The C++ specification (e.g. C++17 [class.static] §2) says:
The definition of a static data member is in the scope of its class.
With an example (taken from C++14 spec):
int g();
struct X {
static int g();
};
struct Y : X {
static int i;
};
int Y::i = g(); // equivalent to Y::g();
The exact wording and example in the specification have changed over the years, for some unknown reasons, C++11 and C++14 have a quite similar example as the above, C++17 and C++20 preferred an example initializing from a static data member. The C++20 wording is also much more concise.
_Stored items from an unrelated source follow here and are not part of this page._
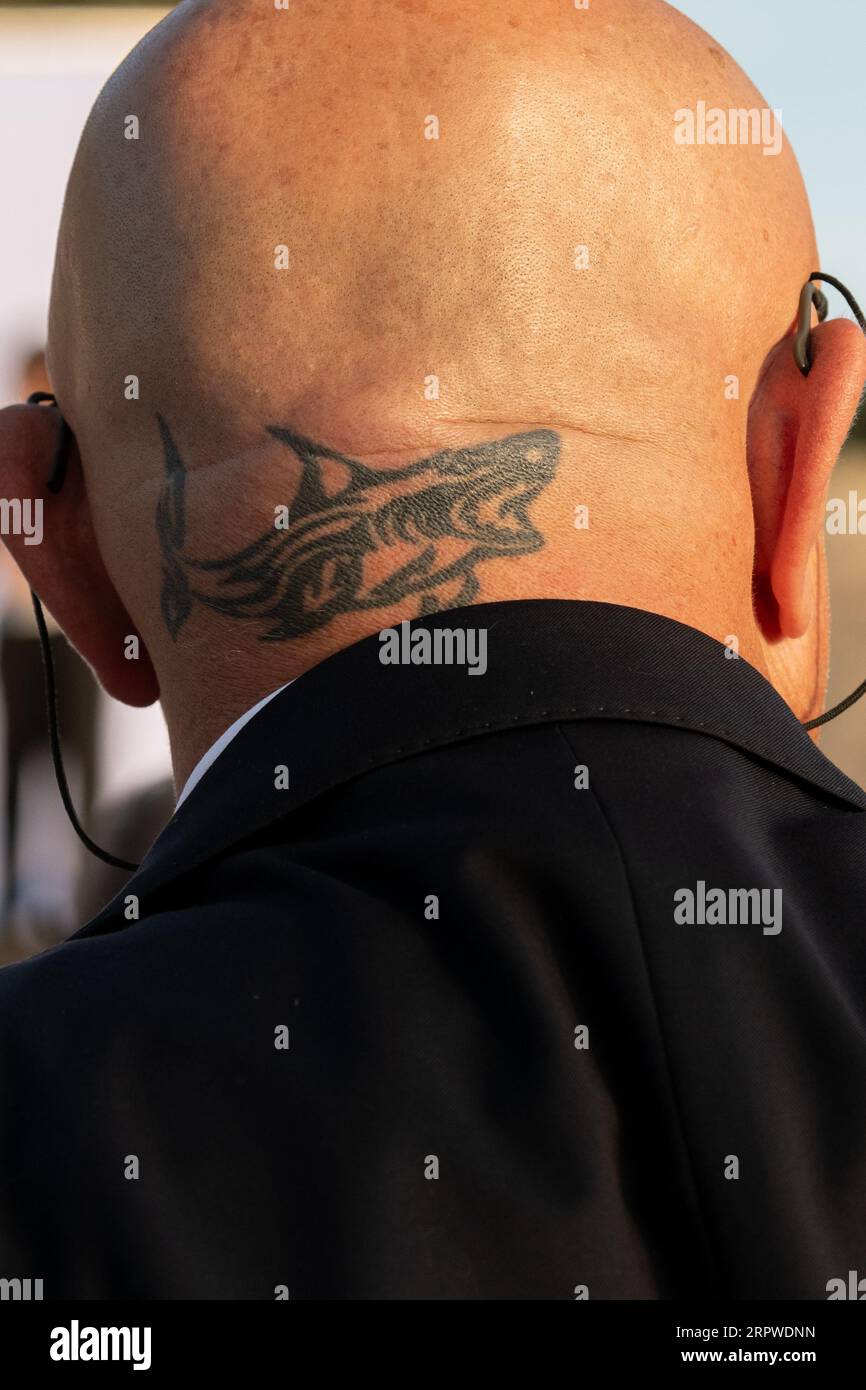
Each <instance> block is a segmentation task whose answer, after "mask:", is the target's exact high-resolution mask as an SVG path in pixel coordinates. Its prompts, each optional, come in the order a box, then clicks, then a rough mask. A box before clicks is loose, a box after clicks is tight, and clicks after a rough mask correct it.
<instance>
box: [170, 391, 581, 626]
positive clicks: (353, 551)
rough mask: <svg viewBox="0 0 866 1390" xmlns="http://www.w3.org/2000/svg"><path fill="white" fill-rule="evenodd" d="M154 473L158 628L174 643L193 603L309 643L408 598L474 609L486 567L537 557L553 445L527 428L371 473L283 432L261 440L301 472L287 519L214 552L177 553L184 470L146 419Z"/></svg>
mask: <svg viewBox="0 0 866 1390" xmlns="http://www.w3.org/2000/svg"><path fill="white" fill-rule="evenodd" d="M157 421H158V428H160V435H161V441H163V449H164V455H165V477H164V482H163V488H161V492H160V498H158V502H157V513H156V530H157V535H158V541H160V546H161V553H163V594H161V609H163V620H164V623H165V627H167V628H168V632H170V634H171V637H172V638H175V639H177V637H178V634H179V632H181V630H182V627H183V624H185V623H186V620H188V617H189V614H190V613H192V612H193V607H195V605H196V603H200V605H204V606H206V607H209V609H213V610H214V612H217V613H222V614H224V616H227V617H231V619H245V620H247V621H250V623H256V624H257V626H259V627H260V628H261V631H260V634H259V635H260V639H261V641H267V642H281V641H286V639H289V638H297V637H306V635H307V634H310V632H313V631H316V630H317V628H321V627H324V626H325V624H327V623H329V621H331V620H332V619H335V617H338V616H339V614H342V613H357V612H361V610H366V609H379V607H388V606H391V605H393V603H398V602H400V600H403V599H407V598H411V596H417V599H418V616H424V614H427V613H435V612H439V610H442V609H443V607H450V606H460V605H461V603H471V602H473V600H474V599H475V596H477V595H478V592H480V588H481V585H480V581H478V577H477V573H475V570H477V567H478V566H480V564H481V563H482V562H484V560H493V559H503V557H517V556H521V555H531V553H532V552H534V550H539V549H542V546H544V543H545V539H544V535H542V534H541V531H538V530H537V528H535V525H534V524H532V521H531V520H530V513H528V509H530V505H531V503H532V502H534V500H535V498H537V496H538V495H539V492H542V489H544V488H545V486H546V485H548V484H549V482H550V481H552V478H553V475H555V473H556V467H557V464H559V455H560V439H559V435H557V434H556V432H555V431H553V430H532V431H528V432H525V434H516V435H510V436H509V438H506V439H495V441H489V442H485V443H481V445H475V446H470V448H466V449H442V450H439V452H438V453H432V455H430V456H428V457H425V459H420V460H418V461H416V463H409V464H406V466H403V467H398V468H370V467H367V464H363V463H360V461H359V460H357V459H350V457H348V456H346V455H343V453H338V452H336V450H334V449H328V448H325V446H324V445H320V443H314V442H313V441H311V439H306V438H303V436H302V435H297V434H293V432H292V431H291V430H281V428H277V427H268V434H271V435H272V436H274V438H275V439H279V441H281V443H284V445H285V446H286V449H291V450H292V453H293V455H295V456H296V459H297V460H299V463H300V481H299V485H297V491H296V495H295V498H293V500H292V503H291V507H289V524H288V527H285V528H284V530H279V528H278V527H277V525H272V527H268V530H267V531H265V532H264V534H263V535H260V537H257V538H256V539H254V541H252V542H250V543H249V545H245V546H243V548H242V549H239V550H235V552H234V553H231V555H224V556H202V555H199V553H196V552H195V550H190V549H189V546H188V520H186V467H185V464H183V460H182V457H181V452H179V449H178V446H177V443H175V441H174V438H172V434H171V431H170V428H168V425H167V423H165V421H164V420H163V417H161V416H157Z"/></svg>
But it seems that there is no actual change in this rule.
It seems that this rule doesn't work well for inheritance of a templated class:
template<int VALUE>
struct base {
static int foo() { return VALUE; }
static constexpr int z = -1;
};
template<int VALUE>
struct foobar: base<VALUE> {
static int x1;
static int x2;
static int y1;
static int y2;
};
int foo() { return 42; }
int z = 999;
template<int VALUE>
int foobar<VALUE>::x1 = foobar::foo();
template<int VALUE>
int foobar<VALUE>::x2 = foo();
template<int VALUE>
int foobar<VALUE>::y1 = foobar::z;
template<int VALUE>
int foobar<VALUE>::y2 = z;
int main() {
std::cout << foobar<10>::x1 << ' ' << foobar<10>::x2 << ' '
<< foobar<10>::y1 << ' ' << foobar<10>::y2;
}
Output:
10 42 -1 999
Both GCC 10.2 and Clang 5.0.0 agree on the above (surprising?) output.
Is it the right output, or is it a bug in both compilers?
The expected output, expecting that calling foo()
, in the context of a static member initialization, would behave as calling foobar::foo()
, etc., should be:
10 10 -1 -1
Note: the behavior for inheritance as well as for a template class without inheritance and a template base with a non-template derived, all seems to work correctly.